ZOLL I: Der Nationalrat verlangt vom Bundesrat, dass die Zollverwaltung zu ihrer pragmatischen Praxis bei Kontrollen und Verstössen zurückkommt. Er hat eine Motion von Thomas de Courten (SVP/BL) stillschweigend angenommen. Bis 2016 seien Kontrollen rasch und unbürokratisch und Strafverfahren in Bagatellfällen nur bei Wiederholungen durchgeführt worden, schreibt dieser in seiner Begründung. Seit 2017 wende die Zollverwaltung willkürliche, pedantische und rigide Strafpraxis an. Das Speditionsgewerbe werde mit Tausenden zusätzlichen Bagatellstrafverfahren überflutet. Laut Bundesrat hatte die Finanzkontrolle festgestellt, dass die frühere Praxis mit dem Legalitätsprinzip unvereinbar ist. Er ist aber bereit, das Zollgesetz entsprechend zu ändern. Die Motion geht nun an den Ständerat.

ZOLL II: Der Nationalrat will das System vereinfachen, mit dem ausländische Touristen die Mehrwertsteuer auf ihren Einkäufen in der Schweiz zurückfordern können. Er hat eine Motion von Albert Vitali (FDP/LU) stillschweigend angenommen. Vitali schwebt dabei ein elektronisches Terminal am Flughafen oder grösseren Bahnhöfen vor. In verschiedenen Staaten seien bereits solche Systeme in Betrieb, argumentiert Vitali. Aus seiner Sicht würde dies zu einer Aufwandreduktion beim Zollpersonal führen. Der Bundesrat beantragte die Annahme der Motion. Nun entscheidet der Ständerat.

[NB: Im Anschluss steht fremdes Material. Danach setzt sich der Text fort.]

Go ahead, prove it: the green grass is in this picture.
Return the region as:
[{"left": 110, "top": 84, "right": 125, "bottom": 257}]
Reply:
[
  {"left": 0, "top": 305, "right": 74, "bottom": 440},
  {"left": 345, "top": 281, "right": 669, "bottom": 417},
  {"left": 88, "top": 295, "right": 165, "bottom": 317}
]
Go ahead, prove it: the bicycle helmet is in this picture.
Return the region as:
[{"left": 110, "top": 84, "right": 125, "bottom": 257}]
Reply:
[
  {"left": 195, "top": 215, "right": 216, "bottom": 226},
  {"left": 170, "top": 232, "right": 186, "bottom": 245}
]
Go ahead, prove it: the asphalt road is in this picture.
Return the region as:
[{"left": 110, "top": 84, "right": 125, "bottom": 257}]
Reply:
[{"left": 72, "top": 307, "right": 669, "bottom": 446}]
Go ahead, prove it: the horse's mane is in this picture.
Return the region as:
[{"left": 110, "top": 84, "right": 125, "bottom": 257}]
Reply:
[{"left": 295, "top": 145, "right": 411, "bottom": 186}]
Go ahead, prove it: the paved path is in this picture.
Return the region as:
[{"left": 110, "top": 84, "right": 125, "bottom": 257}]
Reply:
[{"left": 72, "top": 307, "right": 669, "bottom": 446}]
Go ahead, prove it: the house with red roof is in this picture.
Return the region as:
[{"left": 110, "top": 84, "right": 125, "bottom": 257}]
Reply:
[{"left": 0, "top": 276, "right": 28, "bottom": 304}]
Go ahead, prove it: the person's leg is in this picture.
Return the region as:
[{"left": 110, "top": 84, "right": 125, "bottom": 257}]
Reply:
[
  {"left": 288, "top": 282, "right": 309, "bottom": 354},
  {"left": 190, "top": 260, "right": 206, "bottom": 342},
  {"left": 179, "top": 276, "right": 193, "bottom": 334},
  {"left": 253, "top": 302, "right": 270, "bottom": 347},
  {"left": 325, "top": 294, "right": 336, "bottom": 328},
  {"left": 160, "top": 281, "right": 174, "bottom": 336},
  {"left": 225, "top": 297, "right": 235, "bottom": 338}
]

CYBERKRIMINALITÄT: Im Kampf gegen die organisierte Computerkriminalität will der Nationalrat eine zentrale Anlauf- und Koordinationsstelle schaffen. Diese soll die Arbeit der zuständigen Stellen von Bund und Kantonen schaffen. Der Nationalrat hat eine Motion von Marcel Dobler (FDP/SG) stillschweigend angenommen. Der Bundesrat hatte sich bereit erklärt, den Auftrag anzunehmen. Nun muss noch der Ständerat über die Motion entscheiden.

PETITIONEN: Der Nationalrat hat drei Petitionen abgelehnt. Das Anliegen der Jugendsession, die Eizellenspende zuzulassen, scheiterte knapp mit 90 zu 88 Stimmen bei 15 Enthaltungen. Eine Petition für ein Verbot von Privatflügen im Gebiet Jungfrau-Aletsch lehnte der Rat einstimmig ab. Eine weitere verlangte, dass die Beschränkung auf 2 Ampere beim Erstellen von elektrischen Installationen durch Laien aufgehoben wird. Auch diese wurde einstimmig abgelehnt.

RÜCKTRITTE: Nationalratspräsident Jürg Stahl (SVP/ZH) hat am letzten Sessionstag die scheidenden Ratsmitglieder Maja Ingold (EVP/ZH), Hermann Hess (FDP/TG) und Hansjörg Walter (SVP/TG) verabschiedet. Bei Ingold hob er das soziale Engagement hervor, bei Walter erwähnte er, dass dieser 2008 beinahe in den Bundesrat gewählt worden war. Hess, der während der zwei Jahre im Rat nie das Rat ergriff und keine Vorstösse einreichte, nannte Stahl einen "Gentleman alter Schule". Er habe seine Rolle nicht als Plauderer gesehen. Auf Ingold folgt Nik Gugger, auf Hess Hansjörg Brunner. Diana Gutjahr wird Nachfolgerin von Walter.